I save the tops of the milk/juice cartons for someone dh works with who passes them on to her local scouts.

On top of this, we pay for the weight of rubbish thrown out, so are charged for the black bins and the green bin by weight. The blue and pink bags are quite cheap per roll, and the paper and cardboard isn't charged for. However, in Belgium when you rent, the landlord pays the local tax on the house, so we are not paying for that as well as per kg for the rubbish.

Cath2907 · 16/02/2018 11:02

I rinse everything. We have to separate plastic and tins into one, glass into another and paper/cardboard into a third. In Wales the bin men sort the recycling by hand into a large truck. They return anything to your bin that isn't recyclable. You need to sort and separate.

melj1213 · 16/02/2018 11:48

Our council used to have a separate system with a different box for paper and card/plastics/glass/metal but they found that people either weren't using the system or weren't sorting things properly.

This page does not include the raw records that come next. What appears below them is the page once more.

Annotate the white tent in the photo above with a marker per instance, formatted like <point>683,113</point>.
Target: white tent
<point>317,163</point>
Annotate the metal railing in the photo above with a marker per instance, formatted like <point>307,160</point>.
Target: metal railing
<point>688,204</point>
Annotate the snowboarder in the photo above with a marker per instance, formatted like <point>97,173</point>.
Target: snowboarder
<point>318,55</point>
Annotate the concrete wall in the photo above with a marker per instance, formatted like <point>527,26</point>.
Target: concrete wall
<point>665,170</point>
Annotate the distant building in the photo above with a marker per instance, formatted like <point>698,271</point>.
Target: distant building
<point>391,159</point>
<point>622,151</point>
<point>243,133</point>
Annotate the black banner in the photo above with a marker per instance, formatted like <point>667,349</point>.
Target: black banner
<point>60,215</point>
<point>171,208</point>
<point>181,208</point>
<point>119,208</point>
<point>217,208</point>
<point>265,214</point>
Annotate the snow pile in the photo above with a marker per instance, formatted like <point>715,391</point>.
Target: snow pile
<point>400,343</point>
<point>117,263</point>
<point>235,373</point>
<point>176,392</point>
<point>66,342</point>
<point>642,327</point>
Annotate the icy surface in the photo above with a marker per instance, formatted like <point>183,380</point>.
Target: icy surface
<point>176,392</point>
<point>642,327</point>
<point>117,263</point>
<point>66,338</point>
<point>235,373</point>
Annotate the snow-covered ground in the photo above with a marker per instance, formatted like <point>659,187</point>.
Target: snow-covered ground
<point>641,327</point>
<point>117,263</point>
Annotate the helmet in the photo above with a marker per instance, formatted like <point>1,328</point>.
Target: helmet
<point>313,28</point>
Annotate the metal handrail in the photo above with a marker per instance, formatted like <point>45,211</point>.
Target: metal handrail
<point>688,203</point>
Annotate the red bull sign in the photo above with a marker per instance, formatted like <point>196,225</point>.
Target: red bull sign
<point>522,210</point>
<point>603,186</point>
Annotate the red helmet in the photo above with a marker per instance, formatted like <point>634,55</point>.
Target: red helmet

When they did a survey they found that a lot of people were willing to recycle but either didn't have the time to sort through everything and put it in the right boxes or just didn't have the space for the 4 large plastic boxes in their back yard/garden. Also - because everything had separate boxes - whilst most people would regularly fill the paper and cardboard/plastics boxes some people were maybe only putting a couple of tins or jars in the metal/glass boxes every week and didn't feel it was worth making the effort to sort them so were just chucking them in the normal bin collection instead.

From this they went from a separate box system to having one big wheely bin for all recycling except glass (that has it's own box for H&S in case things break) and they found that recycling rates shot up as the system now made it just as easy to recycle as it was to chuck it in the regular bin.

So now I just have two bins in my kitchen - a large one for recycling and a smaller one for general waste/food (we live in a terrace and don't have a food collection and no garden to put a composter or else we'd recycle those too). Any glass ends up on the sideboard next to the back door so that when anyone goes outside - to put stuff in the big bin or if DD is going out to play - they just take the odd few glass jars/bottles to drop into the recycling box.